The case for whether plants can actually learn

From Sunday Morning, 10:40 am on 3 November 2019

What if plants are smarter than we think - a lot smarter? That's the central premise for an essay, published in The Paris Review by New York-based writer and editor Cody Delistraty. He takes research from scientists going back to Darwin suggesting plants can learn and some can tell the difference between destructive animal predators and selective human pruners. Can plants adapt using telepathy or a swarm mentality? If so, could they fight climate change on their own?

Gardner with a handful of mulch planting a shrub.

Photo: 123RF

Delistraty tells Jim Mora he became interested in writing about the subject after a study suggested plants could have memory. In the study, a plant was repeatedly dropped from a safe distance. At first, it curled its leaves into a defensive posture, but after a realising there was no danger, stopped reacting - indicating it remembered and learned from experience.

He acknowledges that a lot of claims about plant intelligence have been outlandish.

“That’s one of the issues with the current science. There was a former CIA officer who was doing a lot of research in the mid-century in America, claiming that plants could sense killers.

“He would have someone kill a plant and then walk into the room and would have a device hooked up to other plants and he claimed that those devices would go off in such a way that implied the plants realised they had a plant killer in their midst.”

Delistraty says these debunked studies have caused a stigma around the topic of plant intelligence.
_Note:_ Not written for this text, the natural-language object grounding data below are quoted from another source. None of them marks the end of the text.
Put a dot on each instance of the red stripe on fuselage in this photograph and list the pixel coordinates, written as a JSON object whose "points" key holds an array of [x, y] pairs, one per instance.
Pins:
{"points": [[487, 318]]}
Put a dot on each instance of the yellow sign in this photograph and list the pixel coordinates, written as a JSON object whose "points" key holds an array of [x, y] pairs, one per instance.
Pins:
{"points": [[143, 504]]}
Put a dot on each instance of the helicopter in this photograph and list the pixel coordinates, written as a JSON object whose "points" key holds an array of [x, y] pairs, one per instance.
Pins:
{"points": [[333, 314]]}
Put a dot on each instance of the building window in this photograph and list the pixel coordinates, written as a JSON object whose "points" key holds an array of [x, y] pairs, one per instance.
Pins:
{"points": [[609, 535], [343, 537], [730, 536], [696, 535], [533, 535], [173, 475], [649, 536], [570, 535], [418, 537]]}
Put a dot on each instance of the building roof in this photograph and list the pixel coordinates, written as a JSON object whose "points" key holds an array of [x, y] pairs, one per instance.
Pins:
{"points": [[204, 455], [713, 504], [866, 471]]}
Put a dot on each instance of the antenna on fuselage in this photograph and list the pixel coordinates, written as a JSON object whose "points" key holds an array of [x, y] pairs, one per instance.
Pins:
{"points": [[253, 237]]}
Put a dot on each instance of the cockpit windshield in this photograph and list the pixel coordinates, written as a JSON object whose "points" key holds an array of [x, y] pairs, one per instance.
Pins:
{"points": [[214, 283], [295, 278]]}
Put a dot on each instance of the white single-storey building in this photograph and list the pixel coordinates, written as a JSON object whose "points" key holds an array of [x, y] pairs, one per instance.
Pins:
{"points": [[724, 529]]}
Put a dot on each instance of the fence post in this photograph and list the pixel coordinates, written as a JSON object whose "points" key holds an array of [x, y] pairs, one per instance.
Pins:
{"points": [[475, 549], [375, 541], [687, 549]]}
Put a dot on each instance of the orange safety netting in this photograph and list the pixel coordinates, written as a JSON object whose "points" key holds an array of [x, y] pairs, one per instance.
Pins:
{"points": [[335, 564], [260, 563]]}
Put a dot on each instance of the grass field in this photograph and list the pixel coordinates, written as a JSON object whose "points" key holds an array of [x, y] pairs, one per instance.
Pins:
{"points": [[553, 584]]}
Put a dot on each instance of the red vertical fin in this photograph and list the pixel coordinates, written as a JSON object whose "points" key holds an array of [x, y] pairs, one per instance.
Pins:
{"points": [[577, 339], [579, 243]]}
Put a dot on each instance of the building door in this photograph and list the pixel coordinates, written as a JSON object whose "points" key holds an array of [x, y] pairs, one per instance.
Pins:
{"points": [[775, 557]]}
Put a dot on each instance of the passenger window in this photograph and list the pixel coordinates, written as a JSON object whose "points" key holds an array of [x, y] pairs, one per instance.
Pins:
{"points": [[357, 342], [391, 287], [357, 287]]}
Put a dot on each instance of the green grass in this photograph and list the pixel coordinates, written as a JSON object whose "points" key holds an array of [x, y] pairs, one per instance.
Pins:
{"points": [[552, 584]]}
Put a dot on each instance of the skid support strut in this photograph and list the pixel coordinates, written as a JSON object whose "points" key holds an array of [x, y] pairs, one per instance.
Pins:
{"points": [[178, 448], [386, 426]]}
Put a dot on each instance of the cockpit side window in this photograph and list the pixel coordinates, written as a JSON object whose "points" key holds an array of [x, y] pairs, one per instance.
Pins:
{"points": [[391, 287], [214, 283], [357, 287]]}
However, he points to compelling evidence such as plants that can send out poison to animals who might be eating a branch of a tree, and a swarm mentality where plants will help keep a dying plant alive.

“It goes beyond that too. There’s a study from a decade ago with four searocket plants were put in the same pot; they shared their resources and moved their roots to accommodate the others which is not what you’d expect from an evolutionary perspective, you’d expect a winner takes all type of approach – you wouldn’t expect this, dare I say, thoughtful approach to dealing with other plants.

“Crucially, a lot of these plants we’ve seen are able to adapt within their lifetime. They’re able to make changes within a single lifespan, which is not what you’d normally expect evolutionarily – you’d expect these things to be done over many generations.”

Part of the problem is that our language is so human-based that we risk anthropomorphising plants.

Another intriguing thing found in plants is that they respond differently to interactions. For instance, with some trees, if a human breaks off a branch, it gives out healing responses. But if an animal starts gnawing on a tree branch, it sends out a poison.

“It’s difficult to characterise these plants as ‘learning’ or ‘remembering’. It’s so difficult and nuanced and it becomes a semiotic question of ‘what is intelligence’, ‘what is thinking’, ‘what is learning’, ‘what is memory’.

“Plants are actually opening – or have a capacity to open – humans to a new way of seeing themselves, a new way of philosophising, of viewing our own existence, especially compared to plants which, obviously, make up so much of the biome and have been around for so much longer than us humans.”